By JESS MANCINI
The Parkersburg News and Sentinel
PARKERSBURG, W.Va. — The chairman of the West Virginia Republican Party announced Wednesday morning he will step down in January and he’s running for the House of Representatives.
Chairman Conrad Lucas, 36, in May 2012 was the youngest person to be elected GOP chairman in West Virginia.
“Serving as chairman of the West Virginia Republican Party has been the honor and privilege of a lifetime,” Lucas said. “We’ve made history together over these last few election cycles and I look forward to more success for conservatives across our state and nation.”
Lucas, an attorney from Huntington, said he will run for the House of Representatives, 3rd Congressional District.
“I will never back down from a challenge and I want to help President Trump drain the swamp to push through necessary, conservative reforms,”he said in a statement.
Under his tenure as chairman, while the party had been making gains in the Legislature and state offices, the Republicans took control of both chambers of the Legislature in 2014, the first time in 83 years. Lucas said his proudest moment as chairman was in 2016 when West Virginia voted for Trump by the highest margin of any state.
While a Democrat was elected governor of West Virginia in 2016, Gov. Jim Justice in August switched back to the Republican Party. Generally, the party executive committee supports the governor’s choice for chairman.
Messages left with Justice’s press office for a statement about Lucas leaving and if the governor had a replacement in mind were not immediately returned. A special election will be held for the remainder of the chairman’s term and for the position of national committeeman at the party’s winter meeting, Lucas said.
The party was not shy in criticizing Justice while he was a Democrat. It released numerous emails citing the millions of dollars in taxes Justice’s coal companies owed, among other chastisements.
That changed in August when Justice, who was a Republican in 2015 before he ran for governor, at a rally with President Trump on the stage, too, said he was switching parties to Republican.
“Jim Justice’s past differences with our party and our party’s platform came while he was a Democrat,” Lucas said at the time. “We look forward to a new beginning as the governor now embraces the Republican Party.”
Delegate Frank Deem, R-Wood, was pleased Lucas was leaving.
In August 2015, Deem asked Lucas to resign because of his support for Wood County GOP Chairman Rob Cornelius. Deem’s dissatisfaction came after Cornelius made remarks taken as inappropriate to Becky Deem, Deem’s wife, and Sarah Townsend at a press conference when Bob Newell announced he would resign as mayor of Parkersburg.
“I’m glad he’s (Lucas) stepping down,” Deem said on Wednesday. “I don’t think he was a good leader.”
However, Cornelius Wednesday said there “has never been a more successful time in history for the West Virginia Republican Party than the five-plus years Conrad Lucas has run this operation. Period.”
” He is going to be a stellar conservative congressman for southern West Virginia,” Cornelius said.

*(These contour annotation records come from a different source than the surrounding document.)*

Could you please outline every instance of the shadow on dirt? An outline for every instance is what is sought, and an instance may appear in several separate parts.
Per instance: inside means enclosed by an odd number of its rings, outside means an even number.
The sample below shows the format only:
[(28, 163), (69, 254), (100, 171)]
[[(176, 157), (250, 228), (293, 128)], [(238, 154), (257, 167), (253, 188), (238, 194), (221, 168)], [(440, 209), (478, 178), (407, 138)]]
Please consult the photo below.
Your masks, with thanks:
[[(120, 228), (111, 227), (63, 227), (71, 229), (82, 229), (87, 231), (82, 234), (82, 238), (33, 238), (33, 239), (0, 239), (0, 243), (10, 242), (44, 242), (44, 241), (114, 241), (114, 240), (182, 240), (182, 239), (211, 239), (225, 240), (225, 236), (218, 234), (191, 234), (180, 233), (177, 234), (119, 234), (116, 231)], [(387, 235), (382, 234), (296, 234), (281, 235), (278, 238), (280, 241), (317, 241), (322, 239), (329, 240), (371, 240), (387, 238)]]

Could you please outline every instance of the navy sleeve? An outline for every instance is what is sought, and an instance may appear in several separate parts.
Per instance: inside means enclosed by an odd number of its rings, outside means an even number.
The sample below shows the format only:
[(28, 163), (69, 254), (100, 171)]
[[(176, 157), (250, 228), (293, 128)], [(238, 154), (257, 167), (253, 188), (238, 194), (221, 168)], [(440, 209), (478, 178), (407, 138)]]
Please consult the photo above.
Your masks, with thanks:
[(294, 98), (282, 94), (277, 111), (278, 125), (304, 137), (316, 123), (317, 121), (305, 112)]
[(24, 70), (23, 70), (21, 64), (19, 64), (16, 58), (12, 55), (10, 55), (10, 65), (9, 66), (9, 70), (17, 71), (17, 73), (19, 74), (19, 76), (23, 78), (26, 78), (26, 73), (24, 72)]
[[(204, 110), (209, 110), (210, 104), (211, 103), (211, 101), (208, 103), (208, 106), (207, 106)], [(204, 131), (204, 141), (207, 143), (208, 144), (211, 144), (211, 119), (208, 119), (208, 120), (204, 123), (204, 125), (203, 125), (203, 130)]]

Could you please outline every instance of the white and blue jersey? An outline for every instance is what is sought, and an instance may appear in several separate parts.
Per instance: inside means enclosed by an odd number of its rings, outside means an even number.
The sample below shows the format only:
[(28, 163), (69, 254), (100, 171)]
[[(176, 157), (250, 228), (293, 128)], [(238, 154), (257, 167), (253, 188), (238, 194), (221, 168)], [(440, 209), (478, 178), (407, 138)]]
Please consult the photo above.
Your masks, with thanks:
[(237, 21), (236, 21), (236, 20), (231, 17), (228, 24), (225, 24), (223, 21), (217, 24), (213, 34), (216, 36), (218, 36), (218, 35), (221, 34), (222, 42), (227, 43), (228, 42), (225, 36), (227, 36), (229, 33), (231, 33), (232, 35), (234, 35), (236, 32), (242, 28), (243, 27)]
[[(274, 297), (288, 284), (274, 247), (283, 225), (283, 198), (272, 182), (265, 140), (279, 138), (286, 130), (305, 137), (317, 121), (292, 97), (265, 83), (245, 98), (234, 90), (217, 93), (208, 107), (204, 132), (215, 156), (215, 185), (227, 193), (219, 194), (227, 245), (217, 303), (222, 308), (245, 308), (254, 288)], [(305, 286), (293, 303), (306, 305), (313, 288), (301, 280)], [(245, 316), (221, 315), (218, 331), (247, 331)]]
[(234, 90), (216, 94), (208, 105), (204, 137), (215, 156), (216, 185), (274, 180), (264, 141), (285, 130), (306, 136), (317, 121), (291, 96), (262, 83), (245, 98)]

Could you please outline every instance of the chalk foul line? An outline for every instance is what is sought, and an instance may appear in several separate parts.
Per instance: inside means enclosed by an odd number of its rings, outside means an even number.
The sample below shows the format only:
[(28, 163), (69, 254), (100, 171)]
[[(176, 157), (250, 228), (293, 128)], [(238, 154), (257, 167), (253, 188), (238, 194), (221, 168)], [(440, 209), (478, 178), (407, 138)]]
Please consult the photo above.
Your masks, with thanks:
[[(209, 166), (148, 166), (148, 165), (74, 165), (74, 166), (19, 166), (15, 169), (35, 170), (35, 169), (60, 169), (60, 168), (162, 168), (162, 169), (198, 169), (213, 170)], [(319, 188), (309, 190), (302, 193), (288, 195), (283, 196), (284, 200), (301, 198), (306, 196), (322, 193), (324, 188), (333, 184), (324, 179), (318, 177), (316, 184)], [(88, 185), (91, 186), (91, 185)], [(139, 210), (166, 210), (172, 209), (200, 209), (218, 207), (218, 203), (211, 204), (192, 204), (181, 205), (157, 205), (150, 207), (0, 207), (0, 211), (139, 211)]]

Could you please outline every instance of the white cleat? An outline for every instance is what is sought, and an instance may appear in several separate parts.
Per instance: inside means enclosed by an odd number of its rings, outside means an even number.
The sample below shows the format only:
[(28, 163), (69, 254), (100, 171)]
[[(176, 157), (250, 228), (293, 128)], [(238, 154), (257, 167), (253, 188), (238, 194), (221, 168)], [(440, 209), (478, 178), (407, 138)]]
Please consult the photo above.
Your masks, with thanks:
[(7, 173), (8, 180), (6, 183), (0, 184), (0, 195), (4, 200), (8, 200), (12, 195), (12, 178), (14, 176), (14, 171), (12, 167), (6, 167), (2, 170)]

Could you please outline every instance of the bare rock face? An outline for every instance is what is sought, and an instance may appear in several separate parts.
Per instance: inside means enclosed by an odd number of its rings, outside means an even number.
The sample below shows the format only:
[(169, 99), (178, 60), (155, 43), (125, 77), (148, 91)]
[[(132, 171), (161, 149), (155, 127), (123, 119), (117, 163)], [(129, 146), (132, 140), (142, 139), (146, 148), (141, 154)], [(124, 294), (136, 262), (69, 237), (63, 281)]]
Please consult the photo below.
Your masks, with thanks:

Lucas was in charge when the Republicans took all three seats in the House of Representatives, Shelley Moore Capito became a senator, Republicans won four statewide offices and “flipped the West Virginia Legislature to Republican for the first time in more than 80 years,” Cornelius said.
“He was an early adopter of Donald Trump and led our effort that gave the president his biggest state winning margin in America last year,” Cornelius said. “At every turn, he was there to ensure the party had the candidates, organization and funds to extend statewide the Republican platform folks in Wood County have voted into office for years. Conrad has decisively won every medal one can as a state party chairman.
“We look forward to extending our conservative successes with new leadership that will continue our run of winning with Conrad Lucas, Sen. Capito, Rep. McKinley, our state legislature and electing Donald Trump as president,” Cornelius said.
Lucas Wednesday cited his youth when he was elected chairman in 2012.
“When I was first elected, I know that many were curious how someone who, at the time, was so young could manage our state party,” he said. “To at least some small degree, I’d like to think our success as a party can showcase the strengths and abilities of people of all ages in West Virginia.”